No seu sétimo ano em operação, o avião cujo desenvolvimento custou US$ 25 bilhões corre o risco de se tornar um erro caro. Apesar de ele ser popular entre os viajantes, a maioria das companhias aéreas prefere modelos menores de motor duplo, com maior economia de combustível e acesso a mais aeroportos. A Emirates é a única apoiadora de destaque, tendo pedido 140 unidades, ao passo que outras linhas aéreas recuaram ou estão tendo problemas para preencher os dois andares do jumbo.
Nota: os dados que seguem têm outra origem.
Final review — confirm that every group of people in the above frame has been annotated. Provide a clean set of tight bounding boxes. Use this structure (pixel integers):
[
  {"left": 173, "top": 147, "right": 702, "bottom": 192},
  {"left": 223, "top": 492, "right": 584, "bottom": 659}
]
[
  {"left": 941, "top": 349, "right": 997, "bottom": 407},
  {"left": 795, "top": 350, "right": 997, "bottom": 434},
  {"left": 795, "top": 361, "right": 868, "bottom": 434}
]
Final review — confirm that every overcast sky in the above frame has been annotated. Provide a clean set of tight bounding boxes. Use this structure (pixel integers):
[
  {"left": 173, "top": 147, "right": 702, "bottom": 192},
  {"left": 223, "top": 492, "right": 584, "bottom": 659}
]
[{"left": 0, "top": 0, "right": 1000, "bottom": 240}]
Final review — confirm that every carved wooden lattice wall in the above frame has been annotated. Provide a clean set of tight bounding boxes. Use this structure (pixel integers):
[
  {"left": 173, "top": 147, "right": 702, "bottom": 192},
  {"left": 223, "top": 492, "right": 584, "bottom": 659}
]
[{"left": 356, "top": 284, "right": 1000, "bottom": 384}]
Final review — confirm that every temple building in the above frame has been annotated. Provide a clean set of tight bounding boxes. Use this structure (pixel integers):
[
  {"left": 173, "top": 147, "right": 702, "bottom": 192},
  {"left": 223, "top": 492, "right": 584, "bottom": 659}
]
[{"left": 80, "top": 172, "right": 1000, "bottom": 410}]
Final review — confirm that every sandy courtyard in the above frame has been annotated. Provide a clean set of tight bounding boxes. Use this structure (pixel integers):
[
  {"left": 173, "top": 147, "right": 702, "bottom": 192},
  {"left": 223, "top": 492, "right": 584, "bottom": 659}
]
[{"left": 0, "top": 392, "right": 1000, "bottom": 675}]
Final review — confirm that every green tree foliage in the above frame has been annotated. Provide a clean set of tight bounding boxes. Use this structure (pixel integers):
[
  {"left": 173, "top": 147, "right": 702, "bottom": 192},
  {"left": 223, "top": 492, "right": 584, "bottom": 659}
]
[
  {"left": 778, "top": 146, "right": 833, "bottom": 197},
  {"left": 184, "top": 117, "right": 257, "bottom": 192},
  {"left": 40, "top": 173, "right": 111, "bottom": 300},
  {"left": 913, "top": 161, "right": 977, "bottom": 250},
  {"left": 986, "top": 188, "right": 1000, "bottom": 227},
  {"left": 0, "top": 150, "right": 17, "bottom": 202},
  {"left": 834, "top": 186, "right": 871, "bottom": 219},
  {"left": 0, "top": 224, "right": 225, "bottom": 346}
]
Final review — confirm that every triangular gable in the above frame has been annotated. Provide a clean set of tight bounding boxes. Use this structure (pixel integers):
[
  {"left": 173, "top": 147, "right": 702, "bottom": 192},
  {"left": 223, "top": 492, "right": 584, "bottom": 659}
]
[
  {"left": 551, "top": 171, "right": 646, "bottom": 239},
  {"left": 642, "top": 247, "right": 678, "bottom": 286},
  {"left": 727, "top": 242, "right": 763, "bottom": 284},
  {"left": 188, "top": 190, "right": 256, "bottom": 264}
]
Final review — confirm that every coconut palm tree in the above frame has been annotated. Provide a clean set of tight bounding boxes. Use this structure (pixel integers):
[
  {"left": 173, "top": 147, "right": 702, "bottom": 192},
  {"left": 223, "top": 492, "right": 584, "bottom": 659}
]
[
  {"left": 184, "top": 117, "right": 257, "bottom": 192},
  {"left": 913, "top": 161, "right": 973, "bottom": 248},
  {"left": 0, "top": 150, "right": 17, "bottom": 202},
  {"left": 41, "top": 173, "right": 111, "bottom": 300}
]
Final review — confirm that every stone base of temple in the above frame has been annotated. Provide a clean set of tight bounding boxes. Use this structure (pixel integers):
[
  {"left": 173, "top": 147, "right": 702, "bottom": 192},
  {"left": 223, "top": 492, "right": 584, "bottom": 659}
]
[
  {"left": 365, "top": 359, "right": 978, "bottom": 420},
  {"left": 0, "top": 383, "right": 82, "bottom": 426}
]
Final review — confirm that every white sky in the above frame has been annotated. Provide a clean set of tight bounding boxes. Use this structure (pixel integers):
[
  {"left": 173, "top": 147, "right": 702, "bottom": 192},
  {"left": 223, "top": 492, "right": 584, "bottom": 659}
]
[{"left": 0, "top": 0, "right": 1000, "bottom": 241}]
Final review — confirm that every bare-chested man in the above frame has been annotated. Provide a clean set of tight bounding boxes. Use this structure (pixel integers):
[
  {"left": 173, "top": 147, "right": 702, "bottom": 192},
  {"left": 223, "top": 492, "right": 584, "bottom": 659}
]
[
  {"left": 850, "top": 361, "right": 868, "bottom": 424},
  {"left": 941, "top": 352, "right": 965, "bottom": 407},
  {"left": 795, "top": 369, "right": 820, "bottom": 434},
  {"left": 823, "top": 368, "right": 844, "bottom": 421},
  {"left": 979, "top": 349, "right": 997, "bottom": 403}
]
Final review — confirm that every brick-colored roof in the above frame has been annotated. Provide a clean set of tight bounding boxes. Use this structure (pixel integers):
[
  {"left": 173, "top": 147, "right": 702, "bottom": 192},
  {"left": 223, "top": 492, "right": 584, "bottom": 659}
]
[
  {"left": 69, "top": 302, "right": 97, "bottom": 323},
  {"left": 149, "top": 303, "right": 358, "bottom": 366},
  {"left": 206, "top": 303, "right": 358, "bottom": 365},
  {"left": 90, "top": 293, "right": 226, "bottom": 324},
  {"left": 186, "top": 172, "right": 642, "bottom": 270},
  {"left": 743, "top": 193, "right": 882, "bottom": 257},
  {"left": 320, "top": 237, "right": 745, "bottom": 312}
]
“É um avião excelente, mas só funciona com os destinos certos”, disse o CEO da Air France-KLM Group, Alexandre de Juniac, que pretende cancelar as duas últimas das doze unidades de A380 que pediu e trocá-las por modelos menores.

Aviões de fuselagem larga e quatro motores são uma raridade desde que a Airbus deixou de produzir o A340. A Boeing disse ontem que reduzirá a produção do jumbo 747. A Airbus se reunirá com investidores hoje em Londres para um informe de estratégia, e é provável que enfrente questões sobre o futuro do programa do A380 e sobre como revigorar o programa principal.

O presidente da Emirates, Tim Clark, está pressionando a Airbus para que atualize os motores do A380 a fim de aumentar a economia de combustível, mas a Airbus está resistindo a esta medida porque seu custo não se equipara à demanda pelo avião. Não alterar a aeronave poderia implicar uma diminuição da reserva de pedidos e acabar provocando o fechamento da produção, que atualmente é de pouco menos de 30 aviões por ano, disseram os analistas.

A demanda medíocre pelo A380 contrasta com um boom de pedidos de outros modelos. O mais vendido pela Airbus continua sendo a linha de jatos de corredor único A320, que se popularizou ainda mais quando a empresa passou a oferecer novos motores. O mesmo conceito aumentou o impulso do jato de fuselagem larga A330. O A350, um modelo totalmente novo de fuselagem larga, motor duplo e autonomia de voo longa, fabricado com materiais leves, acumulou quase 800 pedidos antes da entrega da primeira unidade nesta semana.

A Airbus recebeu pedidos para 318 dos jumbos. É uma fração dos 1.200 que a empresa pensou que as companhias aéreas precisassem nessa categoria de tamanho quando começou a promove-lo em 2000. A Emirates é responsável por 40% da carteira de pedidos, ao passo que outras linhas aéreas, como a Virgin Atlantic Airways, a Hong Kong Aviation e a Air Austral, são cada vez menos propensas a adquirir em algum momento um dos seus aviões.

A Emirates tem tido sucesso com sua frota de A380 porque a companhia utiliza seu centro de operações em Dubai como ponto medular para conectar rotas importantes de todo o mundo com apenas uma parada. O A380 também é popular em aeroportos com capacidade restrita, como Heathrow, em Londres, ao passo que muitos aeródromos menores não possuem a infraestrutura necessária para acomodar o avião.

“Não acho que ele dure mais do que alguns anos da próxima década”, disse Richard Aboulafia, vice-presidente da Teal Group e há tempos um crítico do A380. “Quanto mais rápido eles abandonarem esse avião, mais rápido vão poder se dedicar aos esforços de marketing para outros produtos”.